NVIDIA's GB200 NVL72 has achieved exascale performance capabilities within a single rack by implementing advanced job scheduling techniques tailored for its architecture. This innovation enables the execution of real-time trillion-parameter models, boosting the efficiency and speed of AI workloads.
The Power of GB200 NVL72
Central to this achievement is the GB200 NVL72, which features 72 NVIDIA Blackwell GPUs interconnected via the high-speed NVLink fabric. This configuration provides an impressive 130 terabytes per second of low-latency communication bandwidth, delivering exceptional performance for artificial intelligence and high-performance computing tasks. Recent benchmarks show that the GB200 NVL72 can deliver over 2.6 times improvement in training performance compared to its predecessors, proving its ability to handle a range of AI workloads, including real-time inference and reasoning applications.
Importance of Topology-aware Scheduling
To maximize the GB200 NVL72's capabilities, effective job scheduling is key. Traditional scheduling methods often result in resource fragmentation when managing multiple jobs within a shared cluster. The introduction of topology-aware scheduling tackles this problem by optimizing resource allocation according to the physical network layout of the cluster. This method keeps workloads within the same NVLink domain, maximizing the advantages of the available networking bandwidth.

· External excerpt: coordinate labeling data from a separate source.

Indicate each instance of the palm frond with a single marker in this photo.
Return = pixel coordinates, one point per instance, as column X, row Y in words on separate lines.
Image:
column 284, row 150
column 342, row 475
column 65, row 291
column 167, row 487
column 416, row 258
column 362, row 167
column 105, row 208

The longstanding Slurm topology/tree plugin provided basic scheduling capabilities, but it frequently led to job fragmentation across network switches. While this was somewhat manageable with legacy InfiniBand systems, it fell short for modern rack-scale architectures like the GB200 NVL72. To resolve this, NVIDIA, in partnership with SchedMD, has introduced a new topology/block plugin in Slurm 23.11, specifically designed for high-performance systems.
New Scheduling Strategies
The topology/block plugin significantly improves job scheduling by offering detailed information about node groupings within the same NVL72 domain. This enhancement allows for better job alignment with domain boundaries, effectively reducing resource fragmentation and increasing overall system efficiency. With this capability, Slurm can accommodate the varying bandwidth demands of multiple concurrent training jobs, making it an essential tool for optimizing GPU occupancy in shared environments.
As AI models become more complex and larger in scale, the integration of advanced scheduling techniques, such as those implemented with the GB200 NVL72, will be critical for efficient resource utilization. The ongoing collaboration between hardware manufacturers like NVIDIA and software developers like SchedMD demonstrates a strong commitment to advancing AI performance, making sure that future computing resources can meet the needs of advanced technology.
This shift toward topology-aware scheduling not only enhances performance across current workloads but also lays the groundwork for more ambitious AI projects ahead. With infrastructure like the GB200 NVL72 and its supporting scheduling tools, the AI community can expect significant advancements in both research and application domains, paving the way for innovative solutions that were once out of reach.